The Telegraph reports that Lavrov is in the country to propose a plan to end the crisis and give Russia a diplomatic role in the country. "We confirmed our readiness to act for a rapid solution to the crisis based on the plan put forward by the Arab League," he said.
On Monday, the U.S. pulled their ambassador to Syria and shuttered their embassy in Damascus. Italy, Britain, and France have also removed their ambassadors from the country. And Tuesday, the Gulf Cooperation Council—a union of countries bordering the Persian Gulf—announced that they have recalled their ambassadors to Syria and will expel Syrian envoys from their countries, due to the country's rejection of "Arab attempts" to solve the crisis there, Reuters reports.
Meanwhile, Syrian forces continue to bombard the city of Homs, which saw most of Monday's 128 casualties, according to CNN. Hundreds have been killed in the city since the weekend.

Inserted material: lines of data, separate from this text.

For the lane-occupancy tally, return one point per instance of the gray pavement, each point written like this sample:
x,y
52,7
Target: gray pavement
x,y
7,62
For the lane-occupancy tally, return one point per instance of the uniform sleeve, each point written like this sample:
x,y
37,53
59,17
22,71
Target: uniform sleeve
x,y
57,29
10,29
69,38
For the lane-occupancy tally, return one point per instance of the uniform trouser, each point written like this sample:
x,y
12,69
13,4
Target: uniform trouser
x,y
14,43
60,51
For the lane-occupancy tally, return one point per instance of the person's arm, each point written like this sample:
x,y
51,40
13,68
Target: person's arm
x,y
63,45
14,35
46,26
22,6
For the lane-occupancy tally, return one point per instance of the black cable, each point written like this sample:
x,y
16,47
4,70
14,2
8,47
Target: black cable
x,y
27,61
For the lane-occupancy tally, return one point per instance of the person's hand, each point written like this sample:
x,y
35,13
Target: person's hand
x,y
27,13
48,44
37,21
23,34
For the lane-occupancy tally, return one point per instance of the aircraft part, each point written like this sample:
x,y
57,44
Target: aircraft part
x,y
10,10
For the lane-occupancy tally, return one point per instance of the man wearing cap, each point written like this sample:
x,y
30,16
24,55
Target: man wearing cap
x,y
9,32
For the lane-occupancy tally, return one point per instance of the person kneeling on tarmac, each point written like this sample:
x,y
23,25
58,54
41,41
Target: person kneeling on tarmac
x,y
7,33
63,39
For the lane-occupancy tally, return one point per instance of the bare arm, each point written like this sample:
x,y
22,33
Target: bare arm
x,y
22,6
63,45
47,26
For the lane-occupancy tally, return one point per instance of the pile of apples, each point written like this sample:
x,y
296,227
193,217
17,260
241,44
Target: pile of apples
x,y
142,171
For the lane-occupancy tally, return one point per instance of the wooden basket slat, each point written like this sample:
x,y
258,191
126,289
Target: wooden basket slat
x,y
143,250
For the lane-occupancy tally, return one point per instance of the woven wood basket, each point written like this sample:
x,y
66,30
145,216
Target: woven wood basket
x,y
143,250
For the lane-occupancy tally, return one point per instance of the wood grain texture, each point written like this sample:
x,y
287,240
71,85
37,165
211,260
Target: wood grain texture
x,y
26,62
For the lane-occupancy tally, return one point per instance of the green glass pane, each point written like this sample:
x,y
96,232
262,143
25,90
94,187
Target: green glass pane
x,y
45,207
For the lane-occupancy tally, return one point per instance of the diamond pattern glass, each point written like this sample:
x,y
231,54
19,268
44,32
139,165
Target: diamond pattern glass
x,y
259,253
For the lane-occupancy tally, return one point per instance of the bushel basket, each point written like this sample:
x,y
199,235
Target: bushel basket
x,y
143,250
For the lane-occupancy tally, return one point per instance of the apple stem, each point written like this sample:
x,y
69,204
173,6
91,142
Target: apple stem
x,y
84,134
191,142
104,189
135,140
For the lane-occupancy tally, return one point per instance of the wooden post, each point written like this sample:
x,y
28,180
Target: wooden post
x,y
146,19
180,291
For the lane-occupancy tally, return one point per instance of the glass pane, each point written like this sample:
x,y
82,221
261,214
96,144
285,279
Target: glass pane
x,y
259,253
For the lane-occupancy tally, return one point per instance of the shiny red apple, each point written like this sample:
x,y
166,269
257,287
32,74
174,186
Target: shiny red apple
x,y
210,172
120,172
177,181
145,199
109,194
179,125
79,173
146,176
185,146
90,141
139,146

Some have accused Russia and China—the two countries vetoing last weekend's U.N. Security Council resolution—of encouraging Syria to step up attacks on Homs.
U.S. Ambassador Susan Rice warned after the U.N. vote that Russia and China “will have any future blood spill on their hands.” Lavrov, as the BBC notes, has dismissed the reaction to the veto as "hysteria."
Over 6,000 people have died in Syria as a result of the government's crackdown on protesters in the past 11 months, the U.N. estimates.
The BBC has a reporter in Homs. He says the attacks on the city are mortar and heavy machine-gun fire, and that Russian-made tanks have been spotted close to the city center. Russia is Syria's main arms supplier, and the Syrian city of Tartus holds Russia's only Mediterranean naval base.*
In other news concerning Syria today, two Syrians have been arrested for spying on Syrian opposition activists in Germany, the BBC reports.
*Correction: An earlier version of this post mistakenly reported that Russia's only naval base is in the city of Tartus. The Syrian city is home to Russia's only Mediterranean naval base.